Question 1: What is K-Nearest Neighbors (KNN) and how does it work in both classification and regression problems?
Answer:
K-Nearest Neighbors (KNN) is a supervised, instance-based, non-parametric learning algorithm that makes predictions based on the K closest data points in the feature space.
How it works:
For Classification:
Choose value of K.
Compute distance (usually Euclidean).
Find K nearest neighbors.
Assign the most frequent class among neighbors.
For Regression:
Find K nearest neighbors.
Take average of their target values.

Question 2: What is the Curse of Dimensionality and how does it affect KNN performance?
Answer:
The Curse of Dimensionality refers to problems that arise when working with high-dimensional datasets, where distance metrics become less meaningful.
Effect on KNN:
Distance between points becomes similar.
Nearest neighbors become unclear.
Model accuracy decreases.
Computational cost increases.

Question 3: What is PCA? How is it different from feature selection?
Answer:
PCA is a dimensionality reduction technique that transforms original features into new orthogonal components maximizing variance.
Difference:
PCA	Feature Selection
Creates new features	Selects existing features
Captures max variance	Retains most important original features
Reduces correlation	May retain correlation

Question 4: What are eigenvalues and eigenvectors in PCA, and why are they important?
Answer:
Eigenvectors: Directions of new axes (principal components).
Eigenvalues: Amount of variance captured by each eigenvector.
Importance:
Larger eigenvalue → more information → more important component.

Question 5: How do KNN and PCA complement each other?
Answer:
PCA reduces dimensionality & noise, while KNN performs better in lower dimensions.
Benefits:
Faster computation
Improved accuracy
Reduced overfitting
Better distance measurement

In [2]:
#Dataset:
#Use the Wine Dataset from sklearn.datasets.load_wine().
#Question 6: Train a KNN Classifier on the Wine dataset with and without feature
#scaling.
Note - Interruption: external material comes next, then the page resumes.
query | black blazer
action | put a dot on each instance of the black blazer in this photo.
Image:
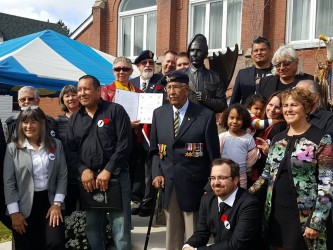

Compare model accuracy in both cases.

#Answwer:-
from sklearn.datasets import load_wine
from sklearn.model_selection import train_test_split
from sklearn.neighbors import KNeighborsClassifier
from sklearn.preprocessing import StandardScaler
from sklearn.metrics import accuracy_score

# Load dataset
data = load_wine()
X, y = data.data, data.target

# Train-test split
X_train, X_test, y_train, y_test = train_test_split(X, y, test_size=0.3, random_state=42)

# Without Scaling
knn = KNeighborsClassifier(n_neighbors=5)
knn.fit(X_train, y_train)
pred1 = knn.predict(X_test)
acc1 = accuracy_score(y_test, pred1)

# With Scaling
scaler = StandardScaler()
X_train_scaled = scaler.fit_transform(X_train)
X_test_scaled = scaler.transform(X_test)

knn.fit(X_train_scaled, y_train)
pred2 = knn.predict(X_test_scaled)
acc2 = accuracy_score(y_test, pred2)

print("Accuracy without scaling:", acc1)
print("Accuracy with scaling:", acc2)


Accuracy without scaling: 0.7407407407407407
Accuracy with scaling: 0.9629629629629629


In [4]:
#Question 7: Train a PCA model on the Wine dataset and print the explained variance
#ratio of each principal component.
#(Include your Python code and output in the code box below.)

#Answer:-
from sklearn.preprocessing import StandardScaler
from sklearn.decomposition import PCA
from sklearn.datasets import load_wine

# Load dataset
data = load_wine()
X = data.data

# Standardize
X_scaled = StandardScaler().fit_transform(X)

# PCA
pca = PCA()
pca.fit(X_scaled)

print("Explained Variance Ratio:")
print(pca.explained_variance_ratio_)


Explained Variance Ratio:
[0.36198848 0.1920749  0.11123631 0.0706903  0.06563294 0.04935823
 0.04238679 0.02680749 0.02222153 0.01930019 0.01736836 0.01298233
 0.00795215]


In [5]:
#Question 8: Train a KNN Classifier on the PCA-transformed dataset (retain top 2
#components). Compare the accuracy with the original dataset.
#(Include your Python code and output in the code box below.)

#Answer:-
from sklearn.decomposition import PCA
from sklearn.neighbors import KNeighborsClassifier
from sklearn.metrics import accuracy_score

# PCA (2 components)
pca = PCA(n_components=2)
X_pca = pca.fit_transform(X_scaled)

# Train-test split
X_train_pca, X_test_pca, y_train, y_test = train_test_split(X_pca, y, test_size=0.3, random_state=42)

# Train KNN
knn = KNeighborsClassifier(n_neighbors=5)
knn.fit(X_train_pca, y_train)
pred = knn.predict(X_test_pca)

print("Accuracy after PCA:", accuracy_score(y_test, pred))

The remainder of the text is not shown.